Our results are in agreement with recent reports that transplanted hematopoietic cells are unable to transdifferentiate into nonhematopoietic cells in ischemic myocardium in mice [911]. Our studies confirm and extend these findings in a couple of ways. First, we show that the cardiac function can be indeed significantly improved after injection of hematopoietic cells in a nonhuman primate model, although the above studies used murine myocardial infarction models and did not address the potential beneficial effects of hematopoietic cell injection. Second, the improvement is unlikely to be the result of generation of transplanted cellderived endothelial cells or cardiomyocytes. Finally, we have found that cultured CD34+ cells secrete VEGF and that the CD34+ celltreated myocardium contains a significantly higher level of VEGF than the saline-treated myocardium.

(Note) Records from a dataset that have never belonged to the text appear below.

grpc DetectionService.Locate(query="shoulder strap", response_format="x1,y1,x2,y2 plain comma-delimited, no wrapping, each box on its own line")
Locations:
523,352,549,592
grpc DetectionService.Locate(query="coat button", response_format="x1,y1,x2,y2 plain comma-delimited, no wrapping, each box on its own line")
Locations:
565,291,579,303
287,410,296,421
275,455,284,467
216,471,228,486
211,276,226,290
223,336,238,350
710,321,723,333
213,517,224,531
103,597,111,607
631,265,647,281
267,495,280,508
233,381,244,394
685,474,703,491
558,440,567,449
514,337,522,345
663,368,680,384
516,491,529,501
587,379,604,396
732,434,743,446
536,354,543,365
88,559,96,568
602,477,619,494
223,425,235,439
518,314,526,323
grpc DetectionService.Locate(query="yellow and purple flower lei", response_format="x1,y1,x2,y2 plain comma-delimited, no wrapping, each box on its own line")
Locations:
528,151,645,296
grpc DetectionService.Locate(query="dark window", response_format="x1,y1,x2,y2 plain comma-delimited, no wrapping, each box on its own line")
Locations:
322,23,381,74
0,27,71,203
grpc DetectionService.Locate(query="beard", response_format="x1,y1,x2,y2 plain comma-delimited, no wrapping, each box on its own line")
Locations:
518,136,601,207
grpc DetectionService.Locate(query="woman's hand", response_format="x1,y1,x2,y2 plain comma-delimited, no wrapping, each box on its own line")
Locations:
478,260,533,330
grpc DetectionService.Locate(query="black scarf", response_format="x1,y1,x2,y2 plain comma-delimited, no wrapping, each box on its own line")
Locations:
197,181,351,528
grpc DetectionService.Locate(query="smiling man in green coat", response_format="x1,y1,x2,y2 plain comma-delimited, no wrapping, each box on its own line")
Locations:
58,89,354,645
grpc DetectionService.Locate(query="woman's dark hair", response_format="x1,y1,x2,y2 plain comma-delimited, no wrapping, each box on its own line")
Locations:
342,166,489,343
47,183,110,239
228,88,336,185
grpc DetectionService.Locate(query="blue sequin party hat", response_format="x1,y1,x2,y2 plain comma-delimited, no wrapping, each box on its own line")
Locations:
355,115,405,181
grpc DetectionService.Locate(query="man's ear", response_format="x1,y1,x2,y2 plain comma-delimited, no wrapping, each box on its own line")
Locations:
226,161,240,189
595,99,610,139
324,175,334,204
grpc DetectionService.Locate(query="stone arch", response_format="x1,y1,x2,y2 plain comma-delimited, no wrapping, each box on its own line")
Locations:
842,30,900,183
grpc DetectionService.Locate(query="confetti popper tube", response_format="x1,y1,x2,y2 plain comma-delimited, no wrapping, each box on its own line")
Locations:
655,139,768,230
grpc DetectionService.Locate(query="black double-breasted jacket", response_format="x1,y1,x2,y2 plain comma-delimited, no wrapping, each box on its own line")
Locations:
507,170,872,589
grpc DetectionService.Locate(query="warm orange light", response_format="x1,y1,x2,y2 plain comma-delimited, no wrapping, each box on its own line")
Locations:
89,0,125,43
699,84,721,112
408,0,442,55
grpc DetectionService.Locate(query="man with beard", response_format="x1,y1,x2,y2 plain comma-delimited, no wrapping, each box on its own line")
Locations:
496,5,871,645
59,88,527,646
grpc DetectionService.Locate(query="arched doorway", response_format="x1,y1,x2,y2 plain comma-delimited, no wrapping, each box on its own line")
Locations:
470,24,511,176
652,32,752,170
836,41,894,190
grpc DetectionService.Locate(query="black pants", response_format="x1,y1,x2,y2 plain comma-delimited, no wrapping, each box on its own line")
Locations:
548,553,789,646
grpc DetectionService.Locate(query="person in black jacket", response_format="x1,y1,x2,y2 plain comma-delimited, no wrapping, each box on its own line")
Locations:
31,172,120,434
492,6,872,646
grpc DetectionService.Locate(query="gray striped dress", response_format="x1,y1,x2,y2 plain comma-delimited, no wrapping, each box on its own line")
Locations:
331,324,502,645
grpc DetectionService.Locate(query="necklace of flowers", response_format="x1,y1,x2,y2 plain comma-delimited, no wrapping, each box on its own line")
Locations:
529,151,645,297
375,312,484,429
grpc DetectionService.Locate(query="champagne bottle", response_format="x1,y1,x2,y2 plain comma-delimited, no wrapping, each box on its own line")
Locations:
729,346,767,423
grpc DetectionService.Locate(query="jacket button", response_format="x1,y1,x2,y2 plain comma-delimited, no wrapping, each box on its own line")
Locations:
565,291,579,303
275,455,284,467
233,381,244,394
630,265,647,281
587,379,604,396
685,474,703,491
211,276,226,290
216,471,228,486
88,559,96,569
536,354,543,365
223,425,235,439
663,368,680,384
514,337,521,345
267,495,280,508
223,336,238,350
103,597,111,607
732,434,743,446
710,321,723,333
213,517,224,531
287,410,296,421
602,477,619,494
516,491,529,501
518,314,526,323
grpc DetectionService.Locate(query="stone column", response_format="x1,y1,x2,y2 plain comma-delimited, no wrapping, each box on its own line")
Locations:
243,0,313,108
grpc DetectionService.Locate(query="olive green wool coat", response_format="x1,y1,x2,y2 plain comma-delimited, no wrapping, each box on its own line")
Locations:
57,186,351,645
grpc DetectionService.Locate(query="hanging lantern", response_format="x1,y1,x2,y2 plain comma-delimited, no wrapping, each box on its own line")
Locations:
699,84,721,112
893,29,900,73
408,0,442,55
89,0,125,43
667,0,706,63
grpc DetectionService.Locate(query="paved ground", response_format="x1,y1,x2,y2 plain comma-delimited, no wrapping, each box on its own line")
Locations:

This observation raises a possibility that some angiogenic cytokines secreted from transplanted cells (paracrine effects) potentiate angiogenic activity of endogenous cells. VEGF would be a candidate. Despite this, the delivery of a single agent (VEGF) failed in clinical trials for cardiac ischemia [32]. In situ multiple cytokine production and coordinated action may be essential for clinical benefits [33, 34]. It will be important to explore and identify cytokines responsible for the paracrine effect. If transplanted cells serve as cytokine factories rather than stem cells in ischemic tissues, it is not surprising that not only stem cells but other types of cells may also work [35]. The concept of stem cell therapeutics for ischemic diseases needs additional consideration.